U2's Bono Urges Lawmakers to View Aid as National Security | NBC 10 Philadelphia

U2's Bono Urges Lawmakers to View Aid as National Security

In Syria, five years of violence has killed more than 250,000 people and displaced another 11 million from their homes

    processing...

    NEWSLETTERS

    AP
    Irish rock star and activist Bono testifies on Capitol Hill in Washington, Tuesday, April 12, 2016, before the Senate State, Foreign Operations, and Related Programs subcommittee hearing on the causes and consequences of violent extremists, and the role of foreign assistance.

    U2 front man Bono brought his star power to Capitol Hill Tuesday as he called on members of Congress to take swift action to deal with the global refugee crisis and violent extremism.

    In testimony before a Senate subcommittee, Bono drew a bleak picture as he described the flood of people fleeing their homes in the Middle East, Asia and Africa. The human torrent threatens the very idea of European unity, he said, as he urged lawmakers to think of foreign aid as national security instead of charity.

    "When aid is structured properly, with a focus on fighting poverty and improving governance, it could just be the best bulwark we have against the extremism of our age," Bono said.

    Wearing his trademark rose-tinted glasses, Bono said members of Congress need to confront an "existential threat" to Europe that hasn't been seen since the 1940s. Countries such as Poland and Hungary are moving to the right politically, a shift he described as a "hyper nationalism." The United Kingdom is even considering leaving the European Union.

    "This is unthinkable stuff," he said. "And you should be very nervous in America about it."

    Africa, in particular, is grappling with what Bono called a phenomenon of three extremes — ideology, poverty and climate.

    "Those three extremes make one unholy trinity of an enemy and our foreign policy needs to face in that direction," he said. "It's even bigger than you think."

    Bono said he understood the financial stress the U.S. and other nations are under as they debate how much foreign aid to allot. But he warned the bills will only get bigger without action.

    "If you don't do it now, it's going to cost a lot more later," he said. "I do know that."

    In Syria, five years of violence has killed more than 250,000 people and displaced another 11 million from their homes. Nearly 174,000 migrants have reached Europe by sea since the beginning of this year alone and 723 are missing or dead, many drowning in the cold, rough waters, according to the International Organization for Migration.

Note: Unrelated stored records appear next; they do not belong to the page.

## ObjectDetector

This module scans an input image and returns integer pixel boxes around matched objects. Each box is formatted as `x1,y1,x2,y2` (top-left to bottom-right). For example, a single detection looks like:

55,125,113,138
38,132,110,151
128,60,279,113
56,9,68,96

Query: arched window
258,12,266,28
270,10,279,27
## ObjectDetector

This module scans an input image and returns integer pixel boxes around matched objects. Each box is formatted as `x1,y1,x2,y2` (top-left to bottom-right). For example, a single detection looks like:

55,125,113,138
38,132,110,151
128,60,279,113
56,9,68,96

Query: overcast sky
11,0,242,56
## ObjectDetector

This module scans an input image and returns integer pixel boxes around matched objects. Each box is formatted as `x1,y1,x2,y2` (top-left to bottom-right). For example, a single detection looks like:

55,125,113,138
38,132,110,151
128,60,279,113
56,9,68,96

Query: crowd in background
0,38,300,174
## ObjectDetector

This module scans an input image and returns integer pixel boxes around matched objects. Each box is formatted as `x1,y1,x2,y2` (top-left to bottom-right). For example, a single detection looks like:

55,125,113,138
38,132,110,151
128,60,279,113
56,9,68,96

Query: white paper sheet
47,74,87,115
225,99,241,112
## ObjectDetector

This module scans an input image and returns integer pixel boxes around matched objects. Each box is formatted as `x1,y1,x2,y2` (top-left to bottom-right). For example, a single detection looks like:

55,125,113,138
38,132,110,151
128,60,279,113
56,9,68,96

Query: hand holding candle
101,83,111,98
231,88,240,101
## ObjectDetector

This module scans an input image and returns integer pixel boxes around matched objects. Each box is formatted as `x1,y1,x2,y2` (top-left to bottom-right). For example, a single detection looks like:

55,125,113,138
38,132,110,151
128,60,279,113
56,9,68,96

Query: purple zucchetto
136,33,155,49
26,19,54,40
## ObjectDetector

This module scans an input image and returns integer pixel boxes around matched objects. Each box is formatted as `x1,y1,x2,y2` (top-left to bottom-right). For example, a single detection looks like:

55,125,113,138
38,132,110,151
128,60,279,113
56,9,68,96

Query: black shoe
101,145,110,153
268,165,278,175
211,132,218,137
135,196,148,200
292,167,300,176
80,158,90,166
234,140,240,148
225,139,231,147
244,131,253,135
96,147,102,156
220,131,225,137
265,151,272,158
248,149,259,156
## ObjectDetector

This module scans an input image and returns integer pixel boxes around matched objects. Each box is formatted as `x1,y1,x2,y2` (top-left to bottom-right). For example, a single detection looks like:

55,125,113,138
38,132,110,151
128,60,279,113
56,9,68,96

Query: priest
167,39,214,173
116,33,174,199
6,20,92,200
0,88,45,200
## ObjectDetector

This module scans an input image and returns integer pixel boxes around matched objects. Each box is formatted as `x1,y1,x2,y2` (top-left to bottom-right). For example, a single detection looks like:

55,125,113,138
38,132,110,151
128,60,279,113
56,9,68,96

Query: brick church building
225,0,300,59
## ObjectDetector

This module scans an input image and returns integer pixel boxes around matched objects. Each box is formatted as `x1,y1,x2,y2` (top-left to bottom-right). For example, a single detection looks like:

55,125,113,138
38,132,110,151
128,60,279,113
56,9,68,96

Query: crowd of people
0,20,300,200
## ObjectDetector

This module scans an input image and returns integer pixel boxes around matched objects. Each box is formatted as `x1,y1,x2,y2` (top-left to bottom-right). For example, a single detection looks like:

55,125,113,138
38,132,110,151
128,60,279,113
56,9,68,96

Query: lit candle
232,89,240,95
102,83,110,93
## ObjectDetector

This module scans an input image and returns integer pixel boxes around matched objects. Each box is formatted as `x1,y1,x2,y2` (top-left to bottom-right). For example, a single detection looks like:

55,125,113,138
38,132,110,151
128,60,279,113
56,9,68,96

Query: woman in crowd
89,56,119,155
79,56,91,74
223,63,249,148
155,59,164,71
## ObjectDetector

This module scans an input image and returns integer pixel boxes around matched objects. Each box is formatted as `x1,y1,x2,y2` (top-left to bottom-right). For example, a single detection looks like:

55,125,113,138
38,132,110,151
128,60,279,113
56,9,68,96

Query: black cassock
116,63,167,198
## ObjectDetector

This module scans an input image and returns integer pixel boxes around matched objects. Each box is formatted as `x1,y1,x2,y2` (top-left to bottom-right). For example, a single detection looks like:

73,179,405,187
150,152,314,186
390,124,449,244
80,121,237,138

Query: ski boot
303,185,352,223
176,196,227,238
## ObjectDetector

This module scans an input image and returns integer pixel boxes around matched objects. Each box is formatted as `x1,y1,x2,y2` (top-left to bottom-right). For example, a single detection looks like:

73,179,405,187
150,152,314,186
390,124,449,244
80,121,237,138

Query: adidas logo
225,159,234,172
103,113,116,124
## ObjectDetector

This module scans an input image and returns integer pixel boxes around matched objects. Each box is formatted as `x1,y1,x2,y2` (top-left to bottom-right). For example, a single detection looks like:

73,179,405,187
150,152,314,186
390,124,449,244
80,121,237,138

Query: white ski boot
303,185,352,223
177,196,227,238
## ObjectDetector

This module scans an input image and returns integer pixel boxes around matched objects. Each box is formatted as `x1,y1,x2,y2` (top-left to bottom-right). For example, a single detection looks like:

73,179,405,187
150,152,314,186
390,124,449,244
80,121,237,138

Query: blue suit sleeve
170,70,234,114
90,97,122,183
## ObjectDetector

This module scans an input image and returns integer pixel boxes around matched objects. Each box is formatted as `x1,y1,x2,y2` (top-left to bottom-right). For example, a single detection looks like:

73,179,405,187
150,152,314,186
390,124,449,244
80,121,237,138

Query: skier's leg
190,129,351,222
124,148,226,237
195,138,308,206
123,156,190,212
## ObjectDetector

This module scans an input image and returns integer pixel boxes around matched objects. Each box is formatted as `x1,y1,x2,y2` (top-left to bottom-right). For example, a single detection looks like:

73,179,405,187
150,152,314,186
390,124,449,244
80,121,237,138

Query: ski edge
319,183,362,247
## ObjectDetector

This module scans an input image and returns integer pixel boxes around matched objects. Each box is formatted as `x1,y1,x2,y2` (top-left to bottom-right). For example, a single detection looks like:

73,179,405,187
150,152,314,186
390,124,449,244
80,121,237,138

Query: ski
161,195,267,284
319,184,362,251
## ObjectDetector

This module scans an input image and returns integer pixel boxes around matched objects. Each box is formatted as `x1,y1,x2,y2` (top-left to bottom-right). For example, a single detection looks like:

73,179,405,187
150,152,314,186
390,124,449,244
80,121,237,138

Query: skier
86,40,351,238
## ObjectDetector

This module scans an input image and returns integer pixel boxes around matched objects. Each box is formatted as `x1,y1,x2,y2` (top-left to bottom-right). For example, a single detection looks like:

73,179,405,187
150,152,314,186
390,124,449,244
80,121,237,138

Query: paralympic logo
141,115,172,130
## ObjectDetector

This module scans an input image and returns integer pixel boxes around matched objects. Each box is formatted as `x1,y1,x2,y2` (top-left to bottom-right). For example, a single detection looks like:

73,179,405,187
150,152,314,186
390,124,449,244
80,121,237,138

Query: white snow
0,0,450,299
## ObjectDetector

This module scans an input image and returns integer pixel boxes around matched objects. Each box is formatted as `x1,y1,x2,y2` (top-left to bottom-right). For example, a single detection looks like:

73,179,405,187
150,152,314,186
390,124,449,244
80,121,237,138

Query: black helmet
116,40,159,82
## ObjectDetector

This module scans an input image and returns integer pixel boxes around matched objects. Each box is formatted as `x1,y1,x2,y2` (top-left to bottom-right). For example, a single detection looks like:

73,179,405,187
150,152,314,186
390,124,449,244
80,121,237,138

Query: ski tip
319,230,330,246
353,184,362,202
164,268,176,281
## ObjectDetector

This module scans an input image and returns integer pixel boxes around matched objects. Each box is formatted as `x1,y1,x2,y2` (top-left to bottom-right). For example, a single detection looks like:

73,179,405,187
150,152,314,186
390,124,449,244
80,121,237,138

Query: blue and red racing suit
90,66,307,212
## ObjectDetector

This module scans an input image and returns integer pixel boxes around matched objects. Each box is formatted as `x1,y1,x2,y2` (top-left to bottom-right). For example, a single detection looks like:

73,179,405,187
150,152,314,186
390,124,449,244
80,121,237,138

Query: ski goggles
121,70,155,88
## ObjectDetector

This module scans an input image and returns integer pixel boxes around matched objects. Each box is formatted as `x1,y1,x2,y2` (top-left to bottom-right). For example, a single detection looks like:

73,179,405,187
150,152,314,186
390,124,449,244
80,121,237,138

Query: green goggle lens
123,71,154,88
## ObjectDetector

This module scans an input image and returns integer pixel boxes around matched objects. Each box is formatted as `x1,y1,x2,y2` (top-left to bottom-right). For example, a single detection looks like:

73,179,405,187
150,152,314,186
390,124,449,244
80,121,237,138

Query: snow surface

    Before sitting at the witness table, Bono posed for photos with three members of Code Pink, who wore pink tiaras and held cardboard torches and signs reading "Refugees Welcome."

    Cameras whirred furiously as Sen. Lindsey Graham, R-S.C., the subcommittee chairman, quipped: "So this is what it's like to be chopped liver." Bono joined a congressional delegation led by Graham that just returned from Africa and the Middle East.

    Bono co-founded the One Campaign, an advocacy group that works to end poverty and preventable disease.